Après depuis un et deux ans l’appui de nombreux Pays (Belgique, Finlande, Danemark, Portugal, Écosse, plusieurs Lands allemands, Suisse, Slovénie, Québec, Irlande, Islande…) et de nombreux collectifs d’experts de haut niveau (géopoliticiens, sociologues, économistes, philosophes, juristes …), dont l’ONU, même le Financial Times « explique », encore cette semaine, que les sentences d’emprisonnement ne peuvent résoudre la « crise » catalane !

La grève générale et ses suites sont une démonstration de la disposition du peuple à résister à quelque agression que le système en place à Madrid continue à faire, tous les jours.

Pour Elisenda Paluzie, Présidente de l’Assemblea (ANC), Jordi Sanchez étant en prison, l’État espagnol et la police sont responsables, concrètement sur les terrains, des violences, blessés, depuis le verdict. Avis aisément vérifié avec le recoupement de tous les témoignages, vidéos…, qui mettent bien en évidence : qui attaque, comment, avec quels moyens.

Déjà une semaine après le verdict (mais cette triste liste continue de s’allonger) :

  • 579 blessés. Attitude ultra-violente de la police notamment toutes les nuits.
  • 4 personnes ont perdu un œil.
  • 179 personnes sont détenues.
  • 28 sont emprisonnées.

Pendant ce temps :

  • la Présidente du Parlement Carme Forcadell et le vice-Président Oriol Junqueras restent emprisonnée.
  • de même plusieurs membres du gouvernement.
  • les dirigeants de l’Assemblea et de l’Omnium cultural, Jordi Sanchez  et Jordi Cuixart , de même.
  • 7 membres des Comités de Défense de la République sont détenus sans preuves.
  • le Président Puigdemont et plusieurs conseillers sont encore forcés à l’exil.

La Catalogne vit au jour le jour un état d’urgence démocratique.

Encore ces derniers jours, l’État espagnol continue de poser ses pions sur tous les champs :

  • pression sur le Tsunami democratic, tenter de le fermer après l’avoir qualifié de « terrorisme ».
  • fermeture de l’exposition « 55 photos pour la Liberté » à Tortosa. Un État qui a peur de l’Art !
  • le décret « de sécurité » du Premier ministre PSOE Sanchez, véritable acte de dictature.
  • injonction de la vice-Présidente d’Espagne à la Belgique de livrer Carlos Puigdemont ! Acte qui atteste du dédain de la séparation des pouvoirs ! Injonction liée à reconnaître la « démocratie » espagnole en l’état, alors que cette Constitution est inachevée, violée, et ce que l’on sait de ses graves dysfonctionnements. Injonction assortie d’une menace contre un des Pays de l’Union, ignorant que dans ce Pays les trois régions le composant sont et se vivent à égalité de statut. C’est là un acte qui signe la perte de contrôle de l’exécutif espagnol actuel, et qui devrait achever de ridiculiser ce gouvernement et ses alliés, de quelque orientation qu’ils soient, aux yeux de tous les institutionnels sérieux.

Depuis cette première semaine, le peuple est dans le bon sens en profitant des départs de la police pour occuper en permanence la rue, mettre en évidence l’injustice de la sentence et de tout ce que les gens ont vu, pour défendre leurs enfants, réclamer la libération de tous ceux qui ont perdu la liberté.
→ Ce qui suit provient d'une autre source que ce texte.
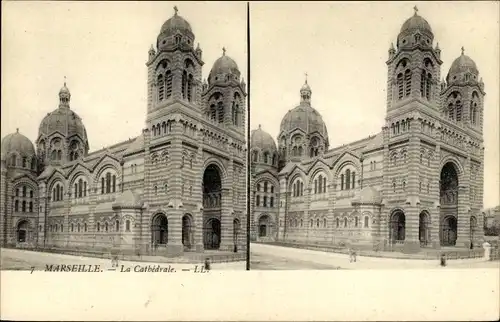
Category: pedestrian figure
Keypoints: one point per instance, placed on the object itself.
(443, 259)
(207, 263)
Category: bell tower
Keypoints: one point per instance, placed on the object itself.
(174, 67)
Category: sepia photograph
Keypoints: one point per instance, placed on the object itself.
(250, 161)
(123, 136)
(373, 141)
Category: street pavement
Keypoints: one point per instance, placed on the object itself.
(18, 259)
(266, 257)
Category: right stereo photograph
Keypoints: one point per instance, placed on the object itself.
(373, 144)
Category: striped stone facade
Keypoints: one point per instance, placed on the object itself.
(179, 186)
(416, 184)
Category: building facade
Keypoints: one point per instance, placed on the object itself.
(178, 186)
(416, 184)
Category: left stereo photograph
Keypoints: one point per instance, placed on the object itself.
(124, 145)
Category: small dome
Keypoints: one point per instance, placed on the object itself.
(416, 22)
(177, 24)
(16, 142)
(305, 118)
(262, 140)
(224, 66)
(463, 64)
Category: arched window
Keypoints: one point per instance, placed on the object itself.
(80, 188)
(190, 88)
(168, 77)
(407, 82)
(161, 88)
(347, 179)
(184, 85)
(400, 86)
(220, 112)
(108, 182)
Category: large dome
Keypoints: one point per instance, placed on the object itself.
(463, 64)
(305, 118)
(262, 140)
(17, 143)
(65, 121)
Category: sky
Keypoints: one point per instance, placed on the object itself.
(102, 49)
(343, 48)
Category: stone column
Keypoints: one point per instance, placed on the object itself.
(175, 213)
(331, 211)
(435, 224)
(305, 214)
(198, 219)
(412, 243)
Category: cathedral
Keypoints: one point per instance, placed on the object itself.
(177, 187)
(417, 184)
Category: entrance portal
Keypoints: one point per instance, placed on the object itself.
(186, 232)
(212, 238)
(22, 231)
(159, 230)
(449, 234)
(397, 227)
(263, 226)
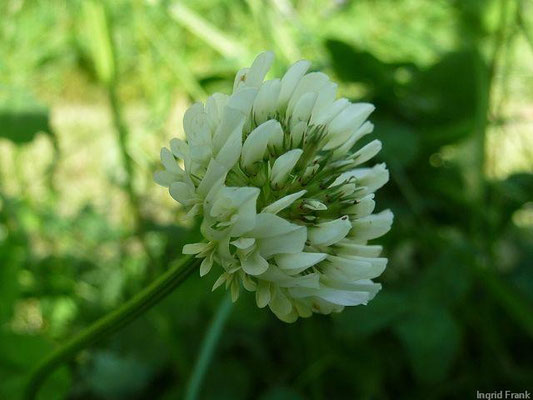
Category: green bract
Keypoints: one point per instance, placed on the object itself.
(286, 205)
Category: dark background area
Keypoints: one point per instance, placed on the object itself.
(89, 92)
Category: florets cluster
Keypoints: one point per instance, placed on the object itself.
(287, 207)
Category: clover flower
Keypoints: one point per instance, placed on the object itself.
(286, 205)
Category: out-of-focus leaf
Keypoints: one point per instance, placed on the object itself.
(431, 338)
(446, 281)
(281, 393)
(20, 125)
(18, 355)
(444, 99)
(227, 380)
(9, 287)
(98, 39)
(210, 34)
(386, 308)
(107, 379)
(400, 142)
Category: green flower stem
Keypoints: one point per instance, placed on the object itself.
(208, 348)
(112, 322)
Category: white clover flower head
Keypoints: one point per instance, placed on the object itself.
(287, 207)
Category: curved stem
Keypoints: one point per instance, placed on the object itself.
(208, 347)
(111, 323)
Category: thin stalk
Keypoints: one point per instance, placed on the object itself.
(111, 323)
(208, 348)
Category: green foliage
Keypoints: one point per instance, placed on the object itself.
(455, 311)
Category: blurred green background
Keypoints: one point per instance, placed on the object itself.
(90, 91)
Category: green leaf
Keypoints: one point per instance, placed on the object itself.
(9, 288)
(18, 355)
(431, 338)
(353, 65)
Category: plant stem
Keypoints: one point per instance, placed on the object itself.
(111, 323)
(208, 348)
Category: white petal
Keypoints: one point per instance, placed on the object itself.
(348, 248)
(283, 166)
(280, 304)
(242, 100)
(323, 117)
(262, 296)
(215, 172)
(290, 80)
(206, 265)
(328, 233)
(302, 109)
(246, 215)
(373, 226)
(183, 193)
(196, 126)
(195, 248)
(367, 152)
(259, 69)
(292, 242)
(165, 178)
(254, 264)
(345, 148)
(229, 153)
(349, 120)
(296, 263)
(214, 107)
(235, 289)
(312, 82)
(220, 281)
(353, 268)
(267, 225)
(297, 134)
(372, 178)
(233, 116)
(266, 101)
(283, 279)
(243, 243)
(364, 207)
(276, 138)
(341, 297)
(255, 145)
(283, 203)
(179, 148)
(314, 205)
(240, 78)
(169, 162)
(325, 99)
Car la rébellion efficace contre la répression, le questionnement systématique du pouvoir de l’État, la critique sans faiblesse de la tentative de criminaliser l’indépendantisme … invalident de fait la stratégie répressive de l’État

Fin octobre, un sondage basé sur un échantillon de 1200 personnes donne les partis indépendantistes majoritaires tant en voix (58 % en ne tenant pas compte des abstentions) qu’en sièges.
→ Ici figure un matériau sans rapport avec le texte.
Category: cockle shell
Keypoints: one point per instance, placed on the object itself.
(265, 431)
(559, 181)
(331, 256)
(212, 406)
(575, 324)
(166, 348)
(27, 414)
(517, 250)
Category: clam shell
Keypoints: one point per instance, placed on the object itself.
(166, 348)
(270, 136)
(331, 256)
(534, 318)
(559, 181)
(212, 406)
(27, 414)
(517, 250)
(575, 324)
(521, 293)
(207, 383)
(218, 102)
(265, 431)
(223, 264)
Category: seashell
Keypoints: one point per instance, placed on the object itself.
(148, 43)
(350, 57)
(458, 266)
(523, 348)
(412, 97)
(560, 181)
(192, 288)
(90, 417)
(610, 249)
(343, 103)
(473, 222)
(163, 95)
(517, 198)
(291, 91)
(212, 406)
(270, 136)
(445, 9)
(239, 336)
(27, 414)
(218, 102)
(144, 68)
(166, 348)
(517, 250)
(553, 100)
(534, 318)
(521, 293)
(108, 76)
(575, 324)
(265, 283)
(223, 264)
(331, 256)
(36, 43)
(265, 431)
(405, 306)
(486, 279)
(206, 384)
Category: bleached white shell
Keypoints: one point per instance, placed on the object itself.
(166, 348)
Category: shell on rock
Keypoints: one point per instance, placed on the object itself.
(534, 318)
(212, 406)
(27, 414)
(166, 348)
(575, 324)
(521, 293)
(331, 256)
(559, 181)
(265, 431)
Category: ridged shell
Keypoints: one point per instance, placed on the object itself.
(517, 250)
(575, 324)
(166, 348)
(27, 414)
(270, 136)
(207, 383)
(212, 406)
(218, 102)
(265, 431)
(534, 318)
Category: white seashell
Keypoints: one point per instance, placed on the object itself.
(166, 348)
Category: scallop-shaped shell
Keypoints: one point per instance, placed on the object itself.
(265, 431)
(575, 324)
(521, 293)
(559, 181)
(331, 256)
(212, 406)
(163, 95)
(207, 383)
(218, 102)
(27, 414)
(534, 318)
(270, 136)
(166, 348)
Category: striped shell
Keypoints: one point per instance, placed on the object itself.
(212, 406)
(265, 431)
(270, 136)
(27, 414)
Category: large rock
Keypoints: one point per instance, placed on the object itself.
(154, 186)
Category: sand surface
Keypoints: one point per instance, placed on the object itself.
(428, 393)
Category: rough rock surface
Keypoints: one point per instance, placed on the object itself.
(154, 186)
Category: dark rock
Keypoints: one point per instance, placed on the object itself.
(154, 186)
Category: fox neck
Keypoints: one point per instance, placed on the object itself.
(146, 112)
L’État espagnol continue dans sa mentalité d’inquisiteur.  C’est sa nature comme le scorpion qui pique à mort la grenouille ; il ne peut pas s’en empêcher. Après 2 ans de répression, constatant qu’ils n’ont fait que renforcer la détermination des catalans, les Partis non-indépendantistes se concertent sur le moyen de réduire l’autonomie de la Catalogne dans les mois qui viennent : retour au 155 ou même état d’exception ? Ils vont tenter de tout diriger  directement depuis Madrid :

  • l’école publique
  • les délégations extérieures
  • TV3
  • L’intégralité des Mossos d’esquadra
  • … tout

… en supprimant le Parlement, le gouvernement, le Président.

Dans ce cas, si l’État espagnol peut effectivement pendant un temps récupérer l’administration, il n’aura ni la confiance ni l’adhésion de la grande majorité, … car plus de 80 % de la population du Sud souhaite un referendum sur l’indépendance reconnu légal, dans les règles.

Continue la multiplication des actes concrets et symboliques dans plusieurs provinces d’Espagne :

  • manifestations pro-indépendantistes à Madrid et plusieurs autres grandes villes.
  • bannières espagnoles retirées en Pays basque, et manifestation monstre à Bilbao.

… et en Catalogne même :

  • Succès du Tsunami démocratique. Vers une succession d’occupations dynamiques des places, des avenues, des routes, des aéroports, des voies de chemin de fer, des bâtiment logistiques et/ou symboliques. Il importe de continuer à rendre visible la révolte contre la tyrannie et la détermination de vouloir un autre futur immédiat.
  • Auto-institutions de municipalités en Consells locaux pour la République, affirmant que leur territoire est une partie de la République catalane, libre et souveraine.
  • À Barcelone et d’autres villes de Catalogne, sur l’initiative de l’Omnium cultural, des centaines de personnes se présentent au juge pour s’auto-inculper de sédition, déclarant avoir voté le 1er octobre 2017,  en solidarité avec la condamnation des « prisonniers politiques ». Des queues entières dans la rue. Précédent du 9-N où des milliers de personnes avaient fait de même pour « désobéissance ».
  • Manifestations collectives des maires de la majorité des communes, cette dernière semaine encore a Palau

Les efforts durs et difficiles de la majorité des gens pendant deux ans ne peuvent mener le peuple à accepter la reddition. Les États qui se reposent sur une telle stratégie visent à forcer les citoyens à se soumettre à la Loi, la justice servant alors le pouvoir exécutif. Il s’agit de priver les populations de la gestion de la démocratie, pour en attribuer l’exclusivité au système en place. Et réduire de plus en plus les libertés.

Le système en place tente d’instituer ce « respect » du pouvoir de la Loi, et le lie dans les médias à la répression autoritaire.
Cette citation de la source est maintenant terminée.